つちや りょうすけ氏○1970年慶応義塾大学医学部卒。慶応病院外科、国立がんセンター病院外科を経て、2006年より現職。

 ※今回の記事は、「gooヘルスケア」に2009年5月7日に掲載された記事(「Zoomヘルスケア 検討される専門家としての「家庭医」養成」)に、さらに加筆したものを転載させていただきました。

―「家庭医」養成から、患者さんと医療者の立場を超えた、みんなでつくるこれからの医療のかたちを提案します―

【頼れるお医者さんって、どんな人?】

 「なんとなく体調が悪いけど、誰に相談すればいいの?」「お医者さんは忙しそう、ちゃんと話を聞いてくれるかしら?」「急に熱が出た!どうすればいいの?救急車を呼ぶしかないの?」「産科医不足っていうけど、安心してお産や育児のことを相談できるお医者さんが近くにいればいいのに……」「病気がちな親のことが心配。介護のことも相談したいのだけど……」

 こうした心配ごとを、ふだんの生活で、あるいはクリニックや病院にかかったときに感じたことはありませんか?毎日のように、「医師不足」「地方の病院から医師がいなくなった」「都市部でも救急のときに対応できない」といったニュースが飛び込んできます。

 「いつでも相談できる、自分のことをよく知っていてくれるお医者さん。
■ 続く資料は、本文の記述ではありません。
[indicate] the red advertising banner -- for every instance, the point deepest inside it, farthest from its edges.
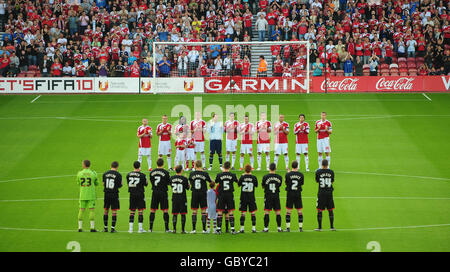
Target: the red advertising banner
(254, 85)
(382, 84)
(334, 84)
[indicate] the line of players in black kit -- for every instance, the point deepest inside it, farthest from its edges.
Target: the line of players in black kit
(205, 199)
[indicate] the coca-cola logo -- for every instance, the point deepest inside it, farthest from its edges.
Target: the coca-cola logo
(347, 84)
(403, 83)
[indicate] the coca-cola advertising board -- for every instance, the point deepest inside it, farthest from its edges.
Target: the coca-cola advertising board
(382, 84)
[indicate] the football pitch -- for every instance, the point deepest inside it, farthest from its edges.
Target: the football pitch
(390, 153)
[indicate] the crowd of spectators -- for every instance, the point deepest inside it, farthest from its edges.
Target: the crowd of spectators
(115, 38)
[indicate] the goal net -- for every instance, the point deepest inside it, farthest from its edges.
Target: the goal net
(231, 67)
子どもや親のことも親身になって聞いてくれて、急に具合が悪くなっても落ち着いてしっかり対応してくれるお医者さん。そんな人が近くにいればいいのに!」と誰もが思うことでしょう。僻地医療に取り組んでいるお医者さんなら、そういう対応が可能かもしれません。地域によっては、患者さんを全体的に診ることに熱心なお医者さんもいらっしゃいます。

 一方、「病気をしたらすぐに大病院にかかる傾向が強いが、地域で信頼できるかかりつけ医を見つけ、まずそこを受診しよう」と、提唱されています。しかし、残念ながら、というより驚くことに、現在のわが国の医療において、患者さんの疑問や不安にお応えして、「どうぞ、安心してお任せください」といえる医師が、地域のどこにいるのかがわかるしくみは存在しません。信頼できるかかりつけ医を探すには、手探りや口コミに頼るしかないのが現状です。
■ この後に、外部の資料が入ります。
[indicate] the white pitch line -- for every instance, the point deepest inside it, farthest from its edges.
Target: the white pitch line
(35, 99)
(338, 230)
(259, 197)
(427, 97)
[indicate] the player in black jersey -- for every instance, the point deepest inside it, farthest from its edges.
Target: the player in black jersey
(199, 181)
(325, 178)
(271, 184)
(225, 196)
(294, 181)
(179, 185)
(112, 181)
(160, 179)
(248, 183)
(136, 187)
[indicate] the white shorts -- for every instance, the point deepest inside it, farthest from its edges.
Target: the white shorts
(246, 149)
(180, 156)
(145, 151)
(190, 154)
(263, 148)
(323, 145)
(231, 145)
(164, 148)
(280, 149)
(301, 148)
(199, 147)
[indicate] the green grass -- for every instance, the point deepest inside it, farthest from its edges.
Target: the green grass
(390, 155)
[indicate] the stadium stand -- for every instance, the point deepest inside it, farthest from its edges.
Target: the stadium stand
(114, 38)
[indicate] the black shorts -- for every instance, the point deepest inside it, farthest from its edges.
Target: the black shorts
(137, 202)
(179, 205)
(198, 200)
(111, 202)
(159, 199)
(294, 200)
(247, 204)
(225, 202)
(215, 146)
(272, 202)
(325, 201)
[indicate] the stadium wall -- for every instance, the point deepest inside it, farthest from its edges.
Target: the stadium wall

 こうした多くの方々の声に対して、私は頼れる「家庭医」を、充実した教育研修プログラムのもとで養成するしくみを提案しました。将来的には、「家庭医」の認定制度が整い、「家庭医」であることがすぐにわかる看板を地域で見かけることができることも想定しています。
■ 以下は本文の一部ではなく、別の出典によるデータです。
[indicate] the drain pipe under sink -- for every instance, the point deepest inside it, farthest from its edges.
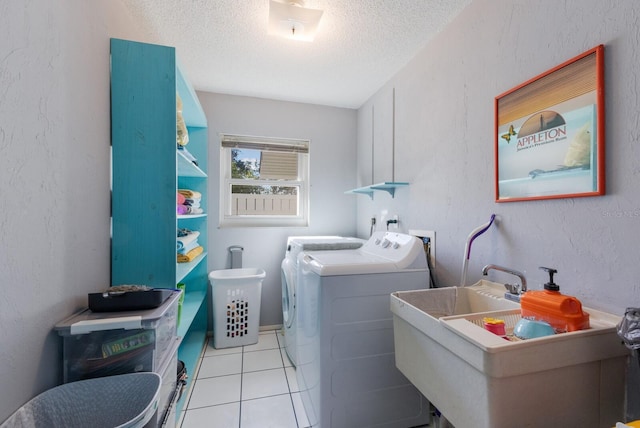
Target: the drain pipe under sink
(467, 248)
【家庭医は、あなたと家族・地域を守る、頼れる専門家】

 私は昨年9月から、「医療における安心・希望確保のための専門医・家庭医(医師後期臨床研修制度)のあり方に関する研究班」の班長として、半年の間に医療現場で働いているさまざまな立場の医師、教育研修をしている医師、そして将来医師になるために励んでいる医学生などと、今の医療の多くの課題について徹底的に議論しました。

 皆さんがどんな医師を望んでいるのか、という視点でこれからの医療を支える人材をどうやって養成すればいいのか、これまでの医療や教育研修制度の問題点や、海外の研修制度の動向を調査した上で、「頼れる医師を育てる研修制度を、医療に関わるすべての人が力を合わせてつくりましょう」と提案し、この春、提言書を厚生労働省はじめ関係機関に提出しました。

 その中で「家庭医」を、地域の医療や健康の問題に対して、患者さんの気持ち、家族の背景、地域の特性に応じて継続的に医療を行える「専門の職種」であると位置づけることを提案しました。そして、家庭医を育てるために必要な養成プログラムを検討しているときに、とても面白いことがわかってきたのです。